La grande conquête symbolique et pratique de la révolution démocratique, c’est-à-dire le suffrage universel, demeurera incontestable. A part le court accident de la Loi du 31 mai, personne n’y touchera plus et personne n’osera plus y toucher.
Le conflit de la démocratie politique avec le peuple ouvrier est apparu dès les premières semaines, dès les premiers jours. J’affirme cependant qu’il était évitable, aisément évitable et j’ai déjà indiqué pourquoi.

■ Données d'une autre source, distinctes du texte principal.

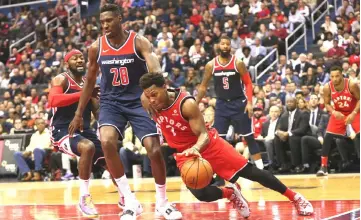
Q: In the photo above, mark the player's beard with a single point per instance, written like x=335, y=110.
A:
x=77, y=72
x=225, y=54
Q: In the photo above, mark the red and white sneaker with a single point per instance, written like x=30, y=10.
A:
x=303, y=206
x=239, y=202
x=121, y=203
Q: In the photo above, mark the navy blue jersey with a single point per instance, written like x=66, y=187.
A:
x=62, y=116
x=227, y=80
x=121, y=70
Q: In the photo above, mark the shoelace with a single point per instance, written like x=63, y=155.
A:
x=88, y=202
x=300, y=203
x=237, y=203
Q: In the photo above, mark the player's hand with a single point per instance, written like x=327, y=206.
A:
x=96, y=92
x=338, y=115
x=249, y=109
x=75, y=124
x=350, y=118
x=320, y=139
x=190, y=152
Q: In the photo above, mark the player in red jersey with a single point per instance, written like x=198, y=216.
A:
x=183, y=127
x=345, y=95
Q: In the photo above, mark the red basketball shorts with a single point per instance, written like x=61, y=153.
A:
x=336, y=126
x=224, y=159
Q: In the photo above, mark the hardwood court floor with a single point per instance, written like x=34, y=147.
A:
x=337, y=194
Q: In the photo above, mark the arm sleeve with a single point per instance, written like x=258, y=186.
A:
x=248, y=84
x=58, y=99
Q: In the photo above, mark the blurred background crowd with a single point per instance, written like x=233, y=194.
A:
x=185, y=36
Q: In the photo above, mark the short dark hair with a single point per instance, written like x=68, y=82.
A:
x=336, y=68
x=149, y=79
x=225, y=37
x=110, y=7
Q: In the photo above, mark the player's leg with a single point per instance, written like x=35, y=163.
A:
x=223, y=162
x=145, y=129
x=231, y=192
x=221, y=120
x=356, y=127
x=221, y=124
x=243, y=125
x=112, y=123
x=267, y=179
x=334, y=129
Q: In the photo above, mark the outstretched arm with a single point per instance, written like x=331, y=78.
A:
x=90, y=79
x=145, y=48
x=57, y=98
x=355, y=91
x=87, y=89
x=191, y=113
x=202, y=89
x=246, y=79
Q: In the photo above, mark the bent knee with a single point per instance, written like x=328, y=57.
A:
x=86, y=146
x=202, y=196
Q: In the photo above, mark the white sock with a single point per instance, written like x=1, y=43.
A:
x=160, y=194
x=65, y=160
x=84, y=187
x=259, y=164
x=123, y=187
x=120, y=194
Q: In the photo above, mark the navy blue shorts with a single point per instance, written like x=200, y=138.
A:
x=69, y=145
x=232, y=113
x=117, y=115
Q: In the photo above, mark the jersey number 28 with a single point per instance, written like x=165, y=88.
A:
x=120, y=76
x=225, y=83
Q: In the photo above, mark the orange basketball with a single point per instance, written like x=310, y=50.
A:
x=197, y=173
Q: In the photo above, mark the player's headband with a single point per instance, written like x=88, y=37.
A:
x=71, y=53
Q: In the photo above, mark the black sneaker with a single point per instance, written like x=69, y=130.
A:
x=322, y=171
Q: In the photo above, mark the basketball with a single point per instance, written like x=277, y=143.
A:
x=197, y=173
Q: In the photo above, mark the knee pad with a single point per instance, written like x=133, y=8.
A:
x=252, y=145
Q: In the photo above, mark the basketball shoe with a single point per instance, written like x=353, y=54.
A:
x=86, y=207
x=131, y=209
x=303, y=206
x=168, y=211
x=239, y=202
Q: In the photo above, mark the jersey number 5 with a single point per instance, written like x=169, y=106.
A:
x=343, y=104
x=225, y=83
x=120, y=76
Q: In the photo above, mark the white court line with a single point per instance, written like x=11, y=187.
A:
x=143, y=213
x=341, y=214
x=174, y=202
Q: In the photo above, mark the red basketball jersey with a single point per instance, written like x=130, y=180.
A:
x=343, y=100
x=175, y=129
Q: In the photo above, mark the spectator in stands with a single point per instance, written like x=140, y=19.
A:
x=310, y=79
x=302, y=104
x=295, y=18
x=268, y=134
x=34, y=152
x=273, y=77
x=235, y=40
x=292, y=126
x=329, y=25
x=335, y=54
x=257, y=50
x=344, y=9
x=302, y=67
x=322, y=76
x=355, y=57
x=232, y=9
x=303, y=10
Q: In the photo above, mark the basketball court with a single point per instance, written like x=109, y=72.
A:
x=334, y=197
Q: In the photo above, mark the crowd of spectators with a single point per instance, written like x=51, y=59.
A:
x=185, y=36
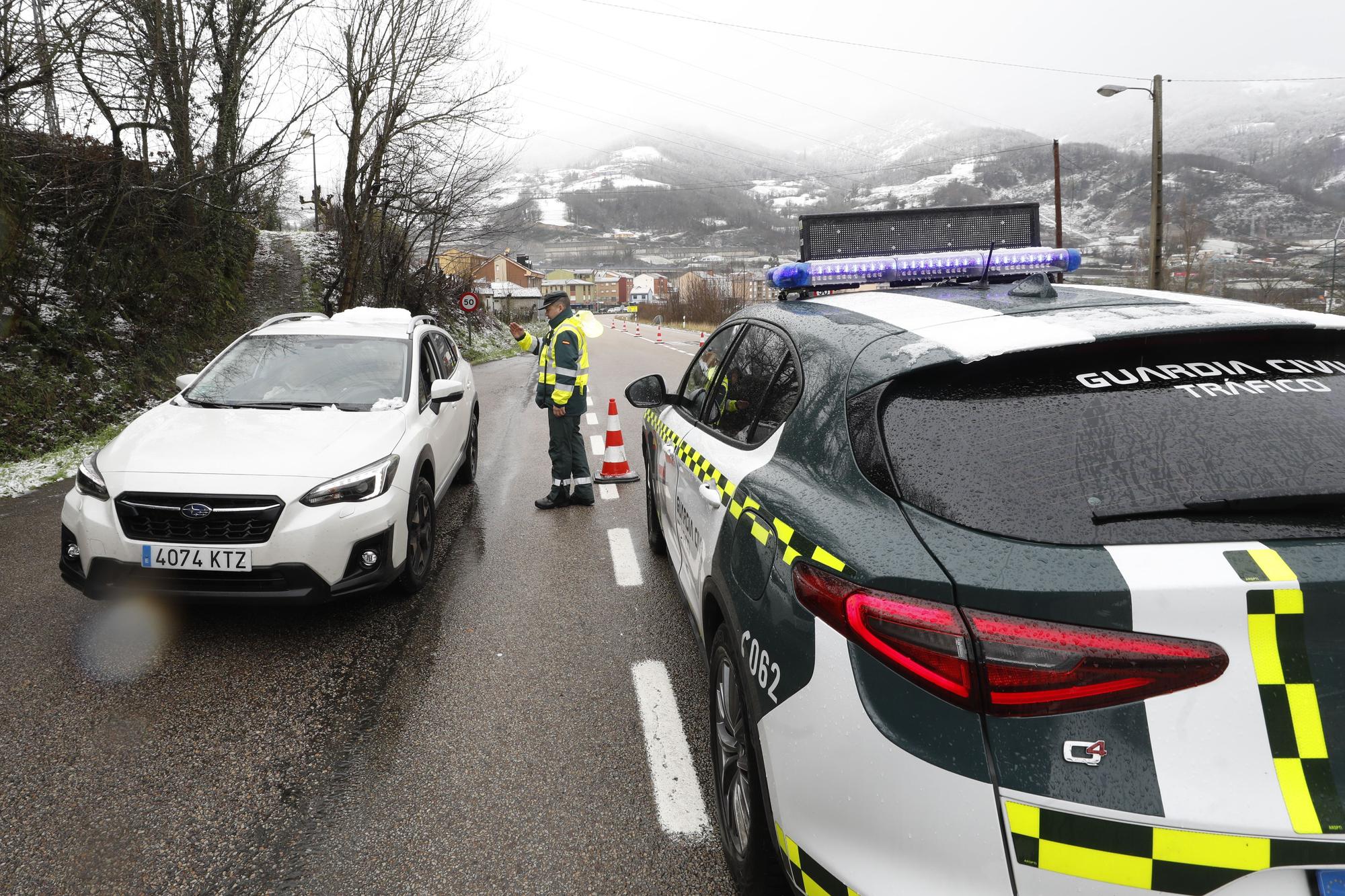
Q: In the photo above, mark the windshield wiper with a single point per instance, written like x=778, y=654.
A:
x=289, y=405
x=198, y=403
x=1237, y=503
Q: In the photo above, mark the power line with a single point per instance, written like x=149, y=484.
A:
x=868, y=46
x=1252, y=80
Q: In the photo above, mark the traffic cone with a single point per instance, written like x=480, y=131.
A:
x=615, y=467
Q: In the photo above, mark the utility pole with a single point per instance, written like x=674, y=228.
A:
x=1061, y=231
x=49, y=87
x=1336, y=245
x=1156, y=210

Les ouvriers ne demandaient certes pas l’impossible, ils n’étaient pas exigeants. Ils demandaient leur droit de cité. Ils voulaient exister, être reconnus dans l’État, ils voulaient que l’État tint compte d’eux, se penchât sur eux que le soulagement de leurs misères et de leurs souffrances fût inscrit dans le cercle des préoccupations nationales et des devoirs gouvernementaux. Rien ne s’y opposait. Malgré le peu de pénétration des idées socialistes dans la bourgeoisie dirigeante, le spectacle des misères ouvrières avait ému les coeurs, avait troublé les consciences ; les enquêtes de Villermé, de Bure, de Villeneuve-Bargemont avaient étalé les ravages vraiment barbares de l’industrialisation naissante que J. Godart vous rappelait tout à l’heure. L’atroce répression des insurrections ouvrières de 31 à 34, des insurrections de la faim, avait laissé une émotion mêlée de remords. La littérature - le Romantisme seconde manière - avait agi dans le même sens. Hugo, G. Sand, Eugène Sue, bien d’autres encore avaient préparé la sensibilité de l’opinion publique. On pouvait s’acheminer sans heurt, sans lutte, dans un acquiescement quasi général, faire une démocratie politique du même type que celle qui a régné couramment depuis soixante ans dans la France gambettiste ou radicale, c’est-à-dire faire une République inclinée dans le sens de la réforme sociale, admettant l’amélioration progressive du sort du plus grand nombre, pour reprendre la formule de Saint-Simon, “comme une fin essentielle, dans toute la mesure compatible avec la permanence du système capitaliste”.
Cela était possible, cela était solide et cela pouvait et devait durer.